Aside from the implementation differences, the other factor to consider is the sample size returned to Prometheus server. For example, mgr/prometheus currently returns perf counters for the whole cluster. This is problematic. On a large cluster of 3,776 OSDs, the mgr/prometheus module attempts to return 850,000 samples (50+MB) to prometheus every 15s! This results in scrape failures and stale data, which impacts monitoring and alerting. Which ever option is chosen, the endgame should be to limit the metrics we expose by default to those we will consume in monitoring, alerting and dashboards.

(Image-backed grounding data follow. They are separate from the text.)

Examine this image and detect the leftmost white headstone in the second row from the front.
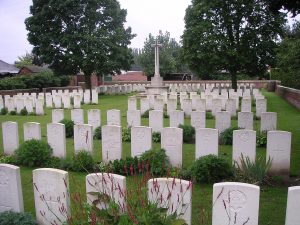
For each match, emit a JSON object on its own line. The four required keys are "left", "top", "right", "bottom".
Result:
{"left": 2, "top": 121, "right": 19, "bottom": 155}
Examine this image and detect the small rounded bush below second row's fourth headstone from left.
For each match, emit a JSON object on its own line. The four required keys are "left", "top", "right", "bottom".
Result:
{"left": 71, "top": 150, "right": 95, "bottom": 172}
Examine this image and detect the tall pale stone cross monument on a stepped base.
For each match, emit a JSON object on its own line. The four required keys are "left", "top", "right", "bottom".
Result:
{"left": 146, "top": 39, "right": 168, "bottom": 95}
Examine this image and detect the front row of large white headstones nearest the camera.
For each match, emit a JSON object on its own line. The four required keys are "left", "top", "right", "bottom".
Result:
{"left": 0, "top": 164, "right": 300, "bottom": 225}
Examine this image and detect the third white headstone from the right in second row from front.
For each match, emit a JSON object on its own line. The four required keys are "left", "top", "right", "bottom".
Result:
{"left": 195, "top": 128, "right": 219, "bottom": 159}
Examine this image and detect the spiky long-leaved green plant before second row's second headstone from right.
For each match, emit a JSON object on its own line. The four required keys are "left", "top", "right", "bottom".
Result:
{"left": 234, "top": 155, "right": 272, "bottom": 185}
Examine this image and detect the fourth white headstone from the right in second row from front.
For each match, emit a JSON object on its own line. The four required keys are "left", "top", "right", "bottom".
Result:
{"left": 161, "top": 127, "right": 183, "bottom": 167}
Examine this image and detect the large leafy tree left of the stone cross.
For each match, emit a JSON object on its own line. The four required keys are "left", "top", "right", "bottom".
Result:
{"left": 25, "top": 0, "right": 134, "bottom": 87}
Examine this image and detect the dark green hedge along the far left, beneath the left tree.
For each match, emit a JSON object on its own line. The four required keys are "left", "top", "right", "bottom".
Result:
{"left": 0, "top": 71, "right": 70, "bottom": 90}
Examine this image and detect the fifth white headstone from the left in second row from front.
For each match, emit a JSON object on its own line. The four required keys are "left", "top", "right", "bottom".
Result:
{"left": 101, "top": 125, "right": 122, "bottom": 163}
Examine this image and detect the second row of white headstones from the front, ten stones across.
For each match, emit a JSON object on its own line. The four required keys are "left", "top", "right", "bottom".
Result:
{"left": 2, "top": 122, "right": 291, "bottom": 176}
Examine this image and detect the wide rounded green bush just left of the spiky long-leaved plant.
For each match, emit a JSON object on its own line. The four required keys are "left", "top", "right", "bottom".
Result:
{"left": 189, "top": 155, "right": 233, "bottom": 183}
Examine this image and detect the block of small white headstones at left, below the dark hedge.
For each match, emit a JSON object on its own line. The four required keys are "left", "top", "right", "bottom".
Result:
{"left": 0, "top": 89, "right": 98, "bottom": 112}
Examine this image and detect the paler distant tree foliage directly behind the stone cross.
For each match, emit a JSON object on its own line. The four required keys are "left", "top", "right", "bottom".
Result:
{"left": 138, "top": 31, "right": 186, "bottom": 76}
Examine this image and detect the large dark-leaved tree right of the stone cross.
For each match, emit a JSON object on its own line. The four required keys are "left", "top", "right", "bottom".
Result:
{"left": 183, "top": 0, "right": 285, "bottom": 89}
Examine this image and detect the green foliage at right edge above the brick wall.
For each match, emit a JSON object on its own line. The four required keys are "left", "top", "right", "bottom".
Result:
{"left": 271, "top": 22, "right": 300, "bottom": 89}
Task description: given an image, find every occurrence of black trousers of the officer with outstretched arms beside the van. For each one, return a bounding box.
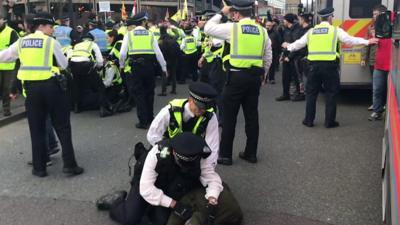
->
[304,61,340,126]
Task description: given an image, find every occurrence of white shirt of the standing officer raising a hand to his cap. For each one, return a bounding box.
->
[204,14,272,75]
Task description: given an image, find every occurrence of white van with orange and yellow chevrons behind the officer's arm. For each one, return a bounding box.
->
[313,0,393,88]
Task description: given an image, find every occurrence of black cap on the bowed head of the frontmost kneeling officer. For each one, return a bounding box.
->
[170,132,211,162]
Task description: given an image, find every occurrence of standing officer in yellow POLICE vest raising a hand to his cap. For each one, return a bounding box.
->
[204,0,272,165]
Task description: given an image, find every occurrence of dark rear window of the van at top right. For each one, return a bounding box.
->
[349,0,382,18]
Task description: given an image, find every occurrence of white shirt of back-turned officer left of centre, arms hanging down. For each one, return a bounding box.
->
[119,26,167,72]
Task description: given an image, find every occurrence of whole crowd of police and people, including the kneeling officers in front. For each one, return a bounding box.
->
[0,0,386,225]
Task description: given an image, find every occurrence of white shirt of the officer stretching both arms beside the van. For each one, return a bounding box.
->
[287,21,369,52]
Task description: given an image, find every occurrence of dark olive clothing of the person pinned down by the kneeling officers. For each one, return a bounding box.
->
[167,184,243,225]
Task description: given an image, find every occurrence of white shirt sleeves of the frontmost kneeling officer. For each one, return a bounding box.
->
[139,145,224,207]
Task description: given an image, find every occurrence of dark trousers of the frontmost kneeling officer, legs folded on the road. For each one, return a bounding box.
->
[110,185,171,225]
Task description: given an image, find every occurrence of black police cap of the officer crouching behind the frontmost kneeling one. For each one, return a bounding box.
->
[189,82,218,109]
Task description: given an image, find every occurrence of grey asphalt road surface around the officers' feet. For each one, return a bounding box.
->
[0,76,384,225]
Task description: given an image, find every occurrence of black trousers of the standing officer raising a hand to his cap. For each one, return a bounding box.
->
[219,70,261,158]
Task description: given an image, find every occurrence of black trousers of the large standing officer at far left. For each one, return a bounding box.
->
[24,78,77,171]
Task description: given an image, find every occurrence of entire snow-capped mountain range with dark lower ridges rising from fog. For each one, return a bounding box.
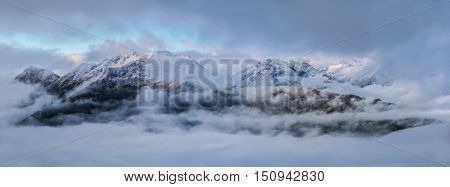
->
[15,51,433,135]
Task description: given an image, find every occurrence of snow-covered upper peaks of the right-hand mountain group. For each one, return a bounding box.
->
[238,59,390,88]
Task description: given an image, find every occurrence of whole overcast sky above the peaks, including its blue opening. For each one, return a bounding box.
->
[0,0,450,77]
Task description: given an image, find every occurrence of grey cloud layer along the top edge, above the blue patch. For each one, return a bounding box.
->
[1,0,450,53]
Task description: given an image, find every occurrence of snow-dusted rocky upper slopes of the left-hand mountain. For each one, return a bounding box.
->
[16,51,211,99]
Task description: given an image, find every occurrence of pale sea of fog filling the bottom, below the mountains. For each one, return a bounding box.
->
[0,76,450,166]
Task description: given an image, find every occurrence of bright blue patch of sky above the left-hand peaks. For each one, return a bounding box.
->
[0,22,221,53]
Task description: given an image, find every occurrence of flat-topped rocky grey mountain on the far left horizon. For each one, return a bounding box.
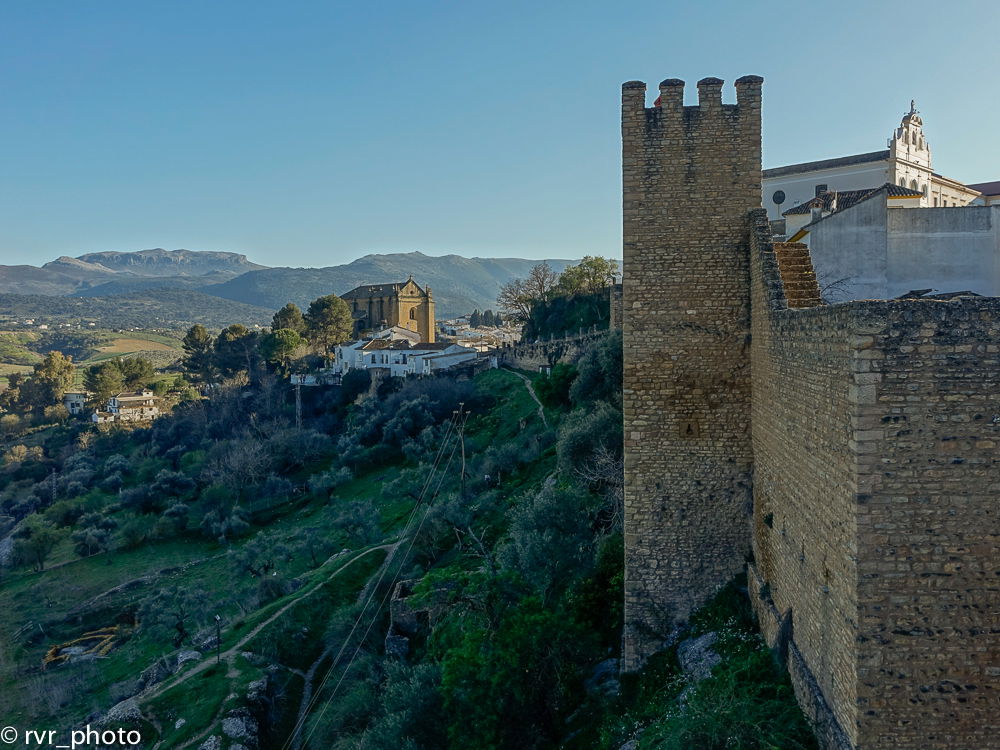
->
[0,248,267,295]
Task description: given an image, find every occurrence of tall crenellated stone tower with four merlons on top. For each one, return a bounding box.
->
[622,76,763,670]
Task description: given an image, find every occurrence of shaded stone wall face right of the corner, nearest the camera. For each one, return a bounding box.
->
[852,296,1000,750]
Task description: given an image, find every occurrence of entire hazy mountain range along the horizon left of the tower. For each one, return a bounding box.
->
[0,248,574,322]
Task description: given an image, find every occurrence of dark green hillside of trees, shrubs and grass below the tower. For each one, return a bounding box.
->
[0,330,811,750]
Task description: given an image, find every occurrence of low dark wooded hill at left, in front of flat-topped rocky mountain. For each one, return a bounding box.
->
[0,289,274,329]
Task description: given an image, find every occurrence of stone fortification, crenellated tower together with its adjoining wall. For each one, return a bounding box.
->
[622,73,1000,750]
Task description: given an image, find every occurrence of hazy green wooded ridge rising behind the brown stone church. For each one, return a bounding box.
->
[201,252,576,318]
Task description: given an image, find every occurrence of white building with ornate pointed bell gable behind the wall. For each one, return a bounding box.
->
[763,102,990,225]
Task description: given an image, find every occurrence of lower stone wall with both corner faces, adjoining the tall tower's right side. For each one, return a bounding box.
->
[750,211,1000,750]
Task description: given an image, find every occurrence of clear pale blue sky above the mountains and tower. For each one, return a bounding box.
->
[0,0,1000,266]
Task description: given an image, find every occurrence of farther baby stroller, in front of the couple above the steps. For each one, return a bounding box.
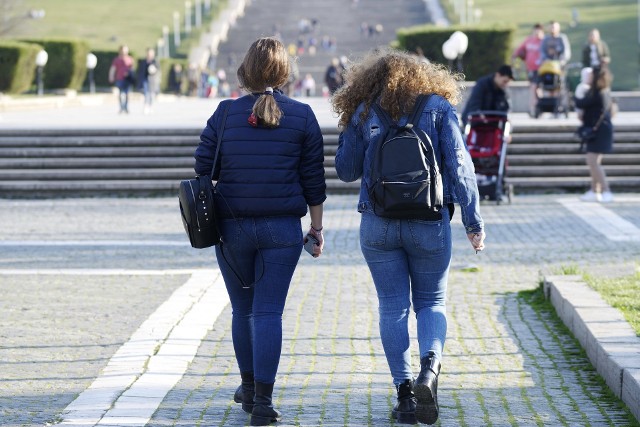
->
[534,60,569,118]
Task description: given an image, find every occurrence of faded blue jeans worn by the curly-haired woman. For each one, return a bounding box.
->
[360,209,451,385]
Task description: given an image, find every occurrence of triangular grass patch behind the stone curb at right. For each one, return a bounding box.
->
[583,273,640,337]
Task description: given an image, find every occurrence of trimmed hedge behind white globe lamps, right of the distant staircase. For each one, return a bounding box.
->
[395,25,516,81]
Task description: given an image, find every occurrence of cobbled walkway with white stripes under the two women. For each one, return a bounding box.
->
[0,194,640,426]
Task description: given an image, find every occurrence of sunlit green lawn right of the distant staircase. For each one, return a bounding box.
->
[441,0,640,90]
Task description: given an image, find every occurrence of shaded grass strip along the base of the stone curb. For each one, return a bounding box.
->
[518,283,640,427]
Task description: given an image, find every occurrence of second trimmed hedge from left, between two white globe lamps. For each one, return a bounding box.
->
[24,39,89,90]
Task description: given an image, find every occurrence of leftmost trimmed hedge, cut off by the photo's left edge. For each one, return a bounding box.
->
[0,41,42,94]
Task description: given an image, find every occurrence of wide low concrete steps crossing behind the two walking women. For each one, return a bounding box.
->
[0,126,640,198]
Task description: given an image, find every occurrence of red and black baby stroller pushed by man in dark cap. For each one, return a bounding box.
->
[464,111,513,204]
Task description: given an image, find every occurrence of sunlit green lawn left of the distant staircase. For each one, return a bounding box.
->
[14,0,220,56]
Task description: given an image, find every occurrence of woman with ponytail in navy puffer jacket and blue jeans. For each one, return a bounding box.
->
[195,37,326,425]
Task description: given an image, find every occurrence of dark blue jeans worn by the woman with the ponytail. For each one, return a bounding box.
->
[216,217,303,384]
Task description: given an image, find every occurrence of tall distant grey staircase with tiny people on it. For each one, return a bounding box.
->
[216,0,430,89]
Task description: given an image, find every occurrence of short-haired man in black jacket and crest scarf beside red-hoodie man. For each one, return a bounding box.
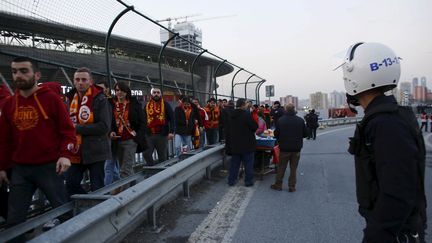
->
[66,67,111,196]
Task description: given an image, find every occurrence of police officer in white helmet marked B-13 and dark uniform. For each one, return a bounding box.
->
[342,43,426,242]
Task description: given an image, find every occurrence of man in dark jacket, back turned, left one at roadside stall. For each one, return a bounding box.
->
[226,98,258,187]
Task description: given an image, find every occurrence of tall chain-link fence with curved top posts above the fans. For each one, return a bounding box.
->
[0,0,265,103]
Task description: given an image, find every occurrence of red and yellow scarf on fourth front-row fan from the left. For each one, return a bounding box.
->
[146,99,166,134]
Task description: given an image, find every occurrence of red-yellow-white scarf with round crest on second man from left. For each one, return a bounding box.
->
[69,86,98,164]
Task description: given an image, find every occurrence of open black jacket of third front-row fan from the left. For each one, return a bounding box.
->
[111,97,147,153]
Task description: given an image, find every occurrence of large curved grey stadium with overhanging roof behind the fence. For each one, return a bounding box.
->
[0,11,234,94]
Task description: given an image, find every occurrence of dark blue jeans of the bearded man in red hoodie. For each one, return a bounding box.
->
[7,162,67,226]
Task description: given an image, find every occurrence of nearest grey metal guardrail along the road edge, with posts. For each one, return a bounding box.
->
[26,144,225,242]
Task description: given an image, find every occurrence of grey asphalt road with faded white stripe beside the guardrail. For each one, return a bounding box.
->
[123,126,432,243]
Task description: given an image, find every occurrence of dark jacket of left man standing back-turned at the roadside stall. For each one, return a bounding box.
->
[225,109,258,154]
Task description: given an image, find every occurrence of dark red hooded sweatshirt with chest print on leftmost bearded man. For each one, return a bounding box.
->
[0,87,76,170]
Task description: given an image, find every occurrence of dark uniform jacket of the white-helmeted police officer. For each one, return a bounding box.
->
[349,95,426,242]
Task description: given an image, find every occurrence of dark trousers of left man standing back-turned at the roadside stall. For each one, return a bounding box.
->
[228,152,255,185]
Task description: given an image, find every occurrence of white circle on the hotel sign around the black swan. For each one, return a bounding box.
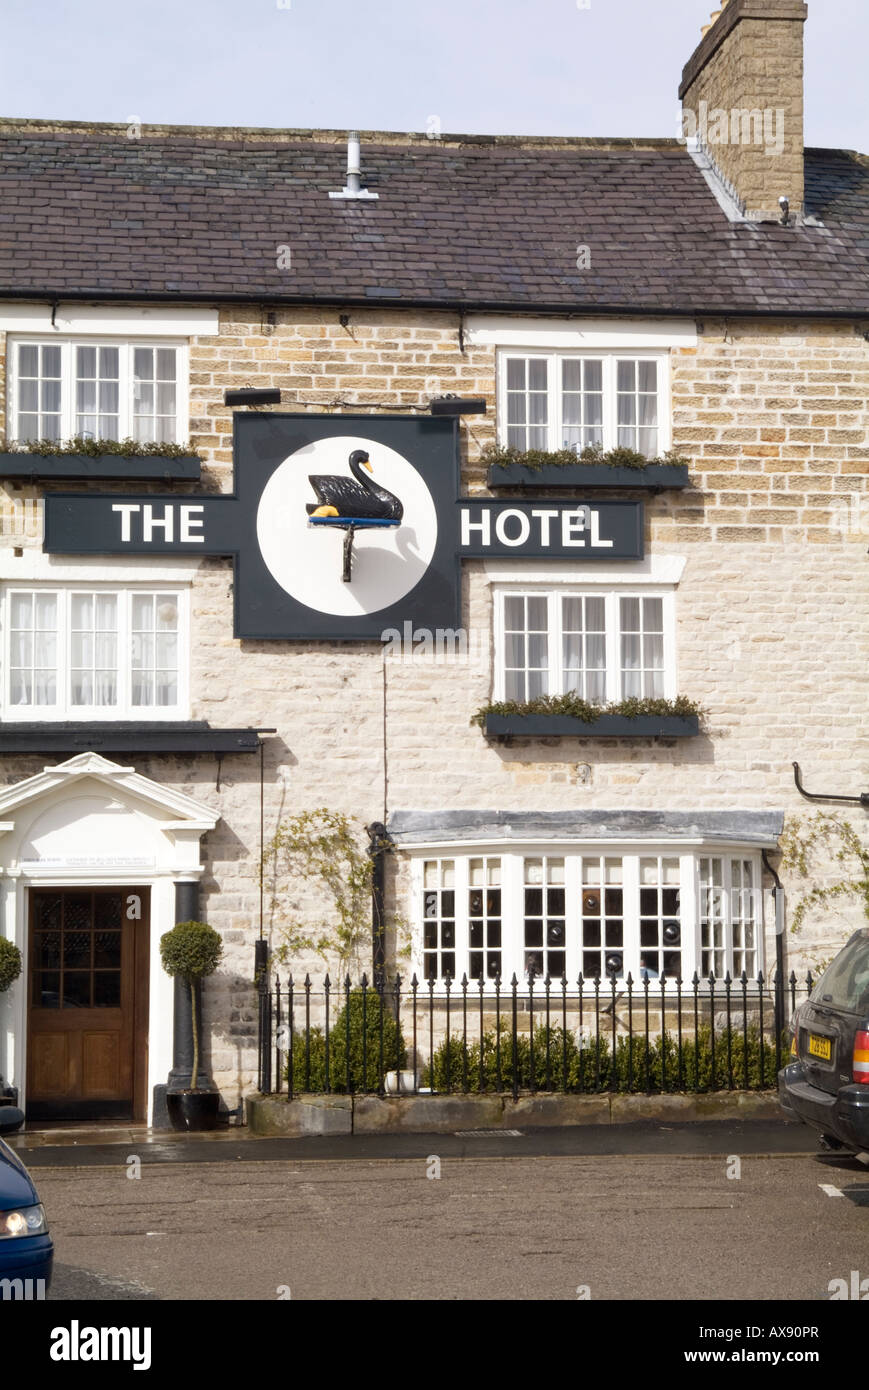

[Ernesto]: What about considering a 3rd approach?: Sticking to the current architecture (Ceph-mgr as a highly-available single-source-of-truth and caching layer for Ceph management & monitoring) and tackling the bottlenecks we know: we do know that the C++ to Python serialization of large data chunks (plus Python Global Interpreter Lock, plus our own locks) results in thread contention under heavy load (clusters with high number of OSDs, PGs, etc).

So, why not:
  • Providing fine-grained ceph-mgr API calls.
    • E.g.: serializing only perf-counters above a given prio-limit (there are just 10 perf-counters with PRIO_CRITICAL vs. 68 with >= PRIO_INTERESTING vs. 169 with >PRIO_USEFUL). We could raise all the perfcounters that we need for Grafana/Prometheus to PRIO_CRITICAL or PRIO_INTERESTING (or add a new tag-like field to perfcounters).
  • Exploring other (perhaps more efficient) serialization formats (JSON, MsgPack, Google's FlatBuffers). The existing Formatter class makes (almost) straightforward to support new data formats.
  • Bringing true active-active (load balancing) scalability to ceph-mgr's.

My point here is that by moving the metric collection outside the Ceph-mgr we are not solving the root-cause issue (which will still impact other modules: dashboard, progress, etc.) and we're diluting (undermining) the purpose of the Ceph-mgr.